Computer Vision Project

Project 3 / Camera Calibration and Fundamental Matrix Estimation with RANSAC

In this project, I implemented the following:

Camera Projection Matrix + Camera Position
Fundamental Matrix Estimation
Fundamental Matrix with RANSAC
(Extra Credit) Normalized Coordinates

Camera Projection Matrix + Camera Position

The projection from a 3D point to a 2D point is represented by:

$$ \begin{pmatrix}u \\ v \\ 1\end{pmatrix} \cong \begin{pmatrix}u*s \\ v*s \\ s \end{pmatrix} = M \begin{pmatrix}X \\ Y \\ Z \\ 1 \end{pmatrix} =\begin{pmatrix}m_{11} & m_{12} & m_{13} & m_{14} \\ m_{21} & m_{22} & m_{23} & m_{24} \\ m_{31} & m_{32} & m_{33} & m_{34} \end{pmatrix} \begin{pmatrix}X \\ Y \\ Z \\ 1 \end{pmatrix} $$

,where M is the projection matrix from 3D homogeneous coordinate to 2D homogeneous coordinate.
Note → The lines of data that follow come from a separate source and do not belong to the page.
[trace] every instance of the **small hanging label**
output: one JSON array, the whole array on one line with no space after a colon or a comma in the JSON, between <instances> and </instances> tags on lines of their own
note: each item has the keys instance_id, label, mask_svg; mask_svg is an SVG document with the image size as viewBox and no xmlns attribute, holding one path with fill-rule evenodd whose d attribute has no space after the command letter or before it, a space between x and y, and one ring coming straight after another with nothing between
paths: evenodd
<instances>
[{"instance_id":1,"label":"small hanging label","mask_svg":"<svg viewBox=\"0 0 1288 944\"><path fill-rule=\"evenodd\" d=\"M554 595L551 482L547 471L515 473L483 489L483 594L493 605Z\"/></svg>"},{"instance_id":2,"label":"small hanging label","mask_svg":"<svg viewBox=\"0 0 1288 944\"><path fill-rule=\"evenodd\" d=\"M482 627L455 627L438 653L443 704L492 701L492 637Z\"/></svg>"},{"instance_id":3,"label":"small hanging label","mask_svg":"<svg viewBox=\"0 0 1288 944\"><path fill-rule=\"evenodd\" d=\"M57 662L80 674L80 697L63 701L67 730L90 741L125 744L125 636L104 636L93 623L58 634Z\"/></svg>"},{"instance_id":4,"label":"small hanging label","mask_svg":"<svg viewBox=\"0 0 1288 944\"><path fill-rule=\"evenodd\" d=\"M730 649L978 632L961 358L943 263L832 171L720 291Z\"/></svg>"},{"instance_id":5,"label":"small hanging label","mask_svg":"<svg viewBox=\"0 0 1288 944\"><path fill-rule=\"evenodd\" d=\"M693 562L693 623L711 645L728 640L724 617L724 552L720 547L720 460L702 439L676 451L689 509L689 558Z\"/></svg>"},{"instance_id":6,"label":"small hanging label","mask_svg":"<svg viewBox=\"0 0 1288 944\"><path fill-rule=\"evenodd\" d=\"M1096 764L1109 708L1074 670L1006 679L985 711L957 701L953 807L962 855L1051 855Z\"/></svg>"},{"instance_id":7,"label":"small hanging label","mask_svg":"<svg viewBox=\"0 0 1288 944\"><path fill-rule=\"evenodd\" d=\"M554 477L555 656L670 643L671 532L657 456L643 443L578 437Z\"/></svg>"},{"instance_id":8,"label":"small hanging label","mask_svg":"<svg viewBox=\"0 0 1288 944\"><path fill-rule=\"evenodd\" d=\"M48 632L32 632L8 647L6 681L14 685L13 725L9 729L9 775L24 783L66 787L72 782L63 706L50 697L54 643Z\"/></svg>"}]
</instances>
If we have N such pairs, we can have a group of equations. Notice that we still have one degree of freedom. Let's fixed m34 to be 1 and use the original 3D and 2D points (without any scaling). Write them in matrix form:

$$ \begin{pmatrix} X1 & Y1 & Z1 & 1 & 0 & 0 & 0 & 0 & -u1*X1 & -u1*Y1 & -u1*Z1 \\ 0 & 0 & 0 & 0 & X1 & Y1 & Z1 & 1 & -v1*X1 & -v1*Y1 & -v1*Z1 \\ . & . & . & . & . & . & . & . & . & . & . \\ Xn & Yn & Zn & 1 & 0 & 0 & 0 & 0 & -un*Xn & -un*Yn & -un*Zn \\ 0 & 0 & 0 & 0 & Xn & Yn & Zn & 1 & -vn*Zn & -vn*Yn & -vn*Zn \end{pmatrix} \begin{pmatrix} m_{11} \\ m_{12} \\ m_{13} \\ m_{14} \\ m_{21} \\ m_{22} \\ m_{23} \\ m_{24} \\ m_{31} \\ m_{32} \\ m_{33} \end{pmatrix} = \begin{pmatrix} u_1 \\ v_1 \\ . \\ . \\ . \\ . \\ . \\ . \\ . \\ u_n \\ v_n \end{pmatrix} $$

Solve this equation gives us the values of matrix M. The code is shown below:

	
A = [];
b = [];
for i=1:size(Points_2D, 1)
	A = [A; ...
	Points_3D(i,:), 1, zeros(1,4), -Points_2D(i,1)*Points_3D(i,:); ...
	 zeros(1,4), Points_3D(i,:), 1, -Points_2D(i,2)*[Points_3D(i,:)]...
	 ];


	b = [b;Points_2D(i,1);Points_2D(i,2)];
end

m = [A \ b;1];
M = reshape(m, 4,3)';

The following code computes the camera position

	
Center = - (inv(M(1:3,1:3)) * M(1:3, 4))';

Fundamental Matrix Estimation

Ideally, if a pair of two points (p,q) match, we shall have

$$ q^T F p = 0$$

,where F is the fundemental matrix (3 x 3) and p, q are in homogeneous coordinates (p in image A and q in image B).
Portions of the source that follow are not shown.